Le FC Barcelone, le Real Madrid et le Bayern Munich. Pour une confrontation de prestige, mais avec des espoirs de dernier carré européen considérablement réduits.

"Je n'ai pas de préférence pour le tirage au sort à venir, mais un Paris-Barcelone, ça serait pas mal !" Pas sûr que tout l'effectif parisien pense comme Mamadou Sakho, surtout après la démonstration de force du Barça mercredi soir face au Milan AC (4-0). Malgré son faux pas au match aller en Italie (0-2), l'équipe de Tito Vilanova a rappelé à tous qu'elle pouvait dérouler, même – surtout ? – dos au mur, le plus beau football de la planète. En 1995, le PSG avait déjà affronté les Blaugrana à ce stade de la compétition… et s'était alors qualifié (1-1, 2-1) pour les demi-finales de la compétition. Mais Messi, deuxième meilleur buteur de l'histoire de la Ligue des champions à 25 ans seulement, n'était pas encore barcelonais à l'époque…

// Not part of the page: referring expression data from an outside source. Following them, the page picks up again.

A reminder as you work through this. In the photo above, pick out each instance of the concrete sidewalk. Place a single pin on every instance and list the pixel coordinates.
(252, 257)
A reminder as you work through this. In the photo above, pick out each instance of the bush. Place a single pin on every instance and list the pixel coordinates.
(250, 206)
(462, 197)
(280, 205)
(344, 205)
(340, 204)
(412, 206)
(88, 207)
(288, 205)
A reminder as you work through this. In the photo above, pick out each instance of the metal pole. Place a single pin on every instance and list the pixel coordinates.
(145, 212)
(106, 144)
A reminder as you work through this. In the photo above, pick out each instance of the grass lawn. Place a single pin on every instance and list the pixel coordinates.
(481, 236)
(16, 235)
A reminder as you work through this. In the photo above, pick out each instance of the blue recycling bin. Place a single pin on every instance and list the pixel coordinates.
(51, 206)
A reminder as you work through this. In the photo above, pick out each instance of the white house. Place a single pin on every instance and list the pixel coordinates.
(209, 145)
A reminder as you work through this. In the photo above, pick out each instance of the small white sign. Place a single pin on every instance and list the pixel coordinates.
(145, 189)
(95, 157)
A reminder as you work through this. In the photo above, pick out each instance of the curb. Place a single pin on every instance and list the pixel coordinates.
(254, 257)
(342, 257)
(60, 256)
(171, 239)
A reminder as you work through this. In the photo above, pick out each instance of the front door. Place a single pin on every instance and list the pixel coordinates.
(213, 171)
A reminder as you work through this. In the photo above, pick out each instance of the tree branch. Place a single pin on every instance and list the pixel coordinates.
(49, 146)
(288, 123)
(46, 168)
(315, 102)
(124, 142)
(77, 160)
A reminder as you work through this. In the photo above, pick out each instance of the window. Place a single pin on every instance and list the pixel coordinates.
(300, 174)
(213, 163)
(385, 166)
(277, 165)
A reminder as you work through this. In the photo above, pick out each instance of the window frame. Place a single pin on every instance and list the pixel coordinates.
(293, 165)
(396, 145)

Les deux autres favoris de la C1 sont les deux équipes les plus en forme du moment sur le Vieux Continent. D'un côté, le Real Madrid de Cristiano Ronaldo, vainqueur des deux "Clasicos" du début d'année 2013 et tombeur du meilleur club anglais du moment, Manchester United (1-1, 2-1). De l'autre, le Bayern Munich, passé certes de justesse après avoir perdu contre Arsenal (2-0), mais avec l'étiquette de meilleur défense d'Europe (10 buts encaissés en championnat) et toujours en ballade de santé en Bundesliga (20 points d'avance sur le deuxième, Dortmund).

Le PSG doit se méfier de…

La Juventus Turin et le Borussia Dortmund. Deux adversaires-pièges à la hauteur de Paris, mais particulièrement tranchants en huitième de finale.

Intraitable face au Celtic Glasgow (3-0, 2-0), la Vieille Dame italienne n'est pas inquiétée non plus en championnat. Une facilité effrayante qui permet aux Turinois de se consacrer entièrement à la Champions League, et tenter d'intégrer le dernier carré. Un objectif que le club n'a plus atteint depuis dix ans, lors d'une confrontation victorieuse face au Real Madrid.

Dortmund, qui s'est discrètement débarassé du Shakhtar Donetsk (2-2, 3-0), n'a lui aussi plus que la C1 pour espérer. Largué en championnat, éliminé en coupe d'Allemagne, le jeune effectif jaune et noir joue comme un grand d'Europe, à l'image de son nouveau bijou, le milieu offensif allemand Mario Götze (20 ans). Performant dans l'ombre de son rival bavarois, le Borussia ne peut plus être pris à la légère.

Le PSG sera favori contre…

Le Malaga FC et Galatasaray. Les petits poucets de "l'Élite 8", surprenants à ce stade de la compétition, sont deux tirages que tous les "gros" espèrent.

Avec Drogba, Sneijder et le buteur Yilmaz (8 réalisations cette saison en Ligue des Champions, co-meilleur buteur de la compétition avec Cristiano Ronaldo), le leader du championnat turc a validé son billet avec un superbe succès à Schalke (3-2). Un adversaire particulièrement menaçant dans son antre du stade Ali Sami-Yen.

Le dernier outsider des huit, Malaga, a réussi l'exploit d'éliminer Porto en perdant au match aller. Le club andalou jouera les quarts de la C1 pour la première fois de son histoire et ne compte pas gâcher son superbe parcours, lui qui était déjà sorti de sa poule invaincu. Si Paris tombe sur cette équipe du même acabit que Valence, il y aura un match dans le match : le propriétaire du FC Malaga n'est autre que le cousin du prince héritier du Qatar, actionnaire majoritaire du PSG.